Curcuna, bir yanda Filmin kendisi, Eggers bu filmde de tanıdık bir oyuncu kadrosuyla karşımıza çıkıyor. Hani koca bir canavar pozlarında görünen, ama aslında bu rollere bayılan Bill Skarsgard, Orlok’u canlandırırken karşımızda. Ama merak etmeyin, bu sefer bizi boğmamak için jest ve mimik değil, ses tonu kullanıyor! Hani Orlok’la karşımıza çıktığında, “Ne kadar etkileyici!” dediğimiz o üslup, bu filmde de bir başka hal alıyor. O gür, pirinç bıyığına da sahiden bonus puan veriyoruz! Hatta Jonathan Harker karakteri Thomas Hutter’ı canlandıran Nicholas Hoult’un narin şekilde yaptığı performansa bir kahkaha atmalıyız. Hani onun kasvetli dünyasında, “Neden bu kadar karamsar?” diye düşündürten tavırları var. Kadroda Lily-Rose Depp ve Willem Dafoe gibi yıldız isimler de bulunuyor. “Game of Thrones” izleyicileri içinse Aaron Taylor-Johnson’ın performansı ayrıca bir parantez açmayı gerektiriyor, karakterin çöküşünü oldukça komik bir çerçevede sunması dikkat çekici.

Robert Eggers'ın 'Nosferatu' Yeniden Yorumlanması: Korkunun Folklorik Yüzü

Görsel anlamda da beklenmeyen bir başarısı var Nosferatu’nun.
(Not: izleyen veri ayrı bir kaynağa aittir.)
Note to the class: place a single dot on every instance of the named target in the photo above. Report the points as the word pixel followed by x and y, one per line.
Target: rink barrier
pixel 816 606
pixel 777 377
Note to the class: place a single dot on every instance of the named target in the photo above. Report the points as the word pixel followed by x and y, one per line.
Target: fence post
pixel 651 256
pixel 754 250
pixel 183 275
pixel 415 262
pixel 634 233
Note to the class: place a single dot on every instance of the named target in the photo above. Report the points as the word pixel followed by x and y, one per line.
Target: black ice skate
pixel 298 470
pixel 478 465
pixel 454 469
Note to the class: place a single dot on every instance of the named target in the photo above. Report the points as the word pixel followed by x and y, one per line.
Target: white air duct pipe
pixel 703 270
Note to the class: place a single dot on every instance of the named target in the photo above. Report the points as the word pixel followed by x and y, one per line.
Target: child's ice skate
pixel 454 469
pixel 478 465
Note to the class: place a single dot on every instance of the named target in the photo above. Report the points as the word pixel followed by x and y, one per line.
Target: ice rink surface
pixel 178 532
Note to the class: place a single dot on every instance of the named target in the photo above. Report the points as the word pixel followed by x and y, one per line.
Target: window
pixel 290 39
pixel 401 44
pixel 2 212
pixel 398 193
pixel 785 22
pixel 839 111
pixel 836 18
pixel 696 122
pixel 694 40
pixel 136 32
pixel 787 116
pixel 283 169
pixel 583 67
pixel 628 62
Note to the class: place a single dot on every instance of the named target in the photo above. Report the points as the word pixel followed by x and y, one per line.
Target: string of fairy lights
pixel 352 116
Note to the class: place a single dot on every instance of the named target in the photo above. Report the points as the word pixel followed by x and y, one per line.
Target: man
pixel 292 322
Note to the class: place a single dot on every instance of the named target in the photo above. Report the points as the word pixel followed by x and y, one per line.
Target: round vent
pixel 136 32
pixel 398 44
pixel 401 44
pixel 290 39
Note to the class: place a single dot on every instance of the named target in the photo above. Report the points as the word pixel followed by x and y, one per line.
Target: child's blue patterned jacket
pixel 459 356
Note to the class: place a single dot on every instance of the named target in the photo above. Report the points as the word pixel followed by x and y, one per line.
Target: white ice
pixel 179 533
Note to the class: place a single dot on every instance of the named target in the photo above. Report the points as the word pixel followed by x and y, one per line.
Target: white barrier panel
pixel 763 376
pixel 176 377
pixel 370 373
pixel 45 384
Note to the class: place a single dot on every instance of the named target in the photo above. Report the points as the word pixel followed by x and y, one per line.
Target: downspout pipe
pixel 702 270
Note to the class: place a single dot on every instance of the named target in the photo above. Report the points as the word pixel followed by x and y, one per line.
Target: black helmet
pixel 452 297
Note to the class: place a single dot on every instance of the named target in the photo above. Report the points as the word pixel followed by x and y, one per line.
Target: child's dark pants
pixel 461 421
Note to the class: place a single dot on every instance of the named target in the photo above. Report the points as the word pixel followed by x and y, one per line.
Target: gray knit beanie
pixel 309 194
Egger’ın zarafeti her bir sahnede kendini hissettiriyor. Sahne kompozisyonları, dekorları ve ışık kullanımı, tam anlamıyla etkileyici bir atmosfer yaratıyor. Karakterlerin terapi seansına dönen geçişleri, yarattıkları gerginliği mükemmel bir şekilde yansıtıyor. Vampirin oluşturduğu korkunun, fiziksel dünyaya nasıl etki ettiğini görsel bir şölene dökmesi, izleyen herkesi büyüleyecek türden. Ama bakın burası önemli; Hutter’ın Orlok’un kalesine yol alırken sürücüsüz gelen bir araba sahnesi adeta şenlik havasında. Detaylar o denli dikkat çekici ki, vampir ile iblis arasındaki ayrım bulanıklaşarak, klasik korku tutkunlarının kalbini kazanacak şekilde işleniyor.
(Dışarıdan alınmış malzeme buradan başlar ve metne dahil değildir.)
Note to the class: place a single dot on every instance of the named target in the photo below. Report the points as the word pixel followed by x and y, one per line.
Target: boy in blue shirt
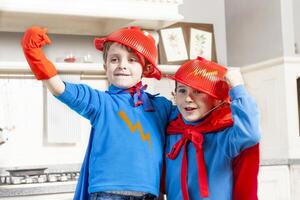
pixel 209 132
pixel 125 151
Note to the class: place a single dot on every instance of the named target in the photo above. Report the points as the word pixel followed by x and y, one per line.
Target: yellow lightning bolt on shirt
pixel 133 127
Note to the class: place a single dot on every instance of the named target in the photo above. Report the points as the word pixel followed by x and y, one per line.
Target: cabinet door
pixel 274 183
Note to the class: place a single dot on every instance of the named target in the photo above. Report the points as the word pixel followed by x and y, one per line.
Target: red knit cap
pixel 205 76
pixel 141 42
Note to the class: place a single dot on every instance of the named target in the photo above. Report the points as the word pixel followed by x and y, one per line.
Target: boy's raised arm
pixel 32 42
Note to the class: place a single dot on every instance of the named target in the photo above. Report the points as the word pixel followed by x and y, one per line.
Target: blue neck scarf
pixel 139 96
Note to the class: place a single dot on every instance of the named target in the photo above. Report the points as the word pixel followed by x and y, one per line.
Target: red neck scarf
pixel 218 120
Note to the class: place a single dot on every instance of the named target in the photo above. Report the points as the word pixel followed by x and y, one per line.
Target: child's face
pixel 193 104
pixel 123 68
Ama dikkat, her filmin bir eksiği vardır. Nosferatu’nu izlerken, Robert Eggers’ın bu filmde de önceki iki korku filmiyle benzerlikler barındırdığı görülüyor. Yukarıda bahsettiğimiz mevzular biraz daha görülmez hale gelse de, özellikle filmin ikinci yarısına geçildiğinde ortam birden bire kalabalıklaşmaya başlıyor. Veba, Wilsburg’u kasıp kavururken bile kadro neredeyse karşılaştığı olayların dışındaymış gibi kalıyor. Bu noktada Eggers’ın bilinçli bir tercih ile karakterlerin etrafında dönmek istemiş olması makul. Ancak yazar burada biraz daha zaman harcamış olabilirdi, her şeyin doğaüstü hızda gelişim göstermesi konuyu biraz aceleye getiriyor. Ahh, keşke Eggers, filmi izleyiciye biraz daha hızlı sunmak yerine derinlemesine inceleme fırsatı tanıyabilseydi.
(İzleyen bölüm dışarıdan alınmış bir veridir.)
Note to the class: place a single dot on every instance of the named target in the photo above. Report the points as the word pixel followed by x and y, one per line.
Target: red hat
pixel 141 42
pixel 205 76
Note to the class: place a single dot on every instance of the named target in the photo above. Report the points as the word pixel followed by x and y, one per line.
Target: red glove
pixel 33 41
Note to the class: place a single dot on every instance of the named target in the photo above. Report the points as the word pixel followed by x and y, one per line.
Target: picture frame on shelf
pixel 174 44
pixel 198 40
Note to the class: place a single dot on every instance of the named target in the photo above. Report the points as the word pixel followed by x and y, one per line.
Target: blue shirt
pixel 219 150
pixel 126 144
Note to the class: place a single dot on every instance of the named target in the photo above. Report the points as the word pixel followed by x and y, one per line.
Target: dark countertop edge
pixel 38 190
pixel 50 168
Yine de filmin artıları göze çarpıyor. Hemen hatırlatacak olursak, 2024 model Nosferatu, folklora sıkı sıkıya bağlı kalmış bir vampir hikayesi sunuyor. Eğer vampir ihtiyacınızı tamamen mitoloji ile sulandırılmış bir mantık üstünde kurmak istiyorsanız, bu film harika bir seçenek olabilir. Dracula hikayesini 100 farklı formda tüketip, artık yeni bir yorum beklemekteyseniz, o yorum muhtemelen beklediğiniz gibi gelmez. Ama bence kafalarınızı karıştıramayacak kadar da eğlenceli ve görsel bir deneyim sunuyor.

Not: 4 / 5
Editörün Notu: “Pos bıyıklı Dracula” denildiğinde içi lafa sığmayanlar, kesinlikle Robert Eggers’ın peşine düşmeli!

Yorumlar

Henüz yorum yapılmadı, ilk yorumu sen yapmak ister misin?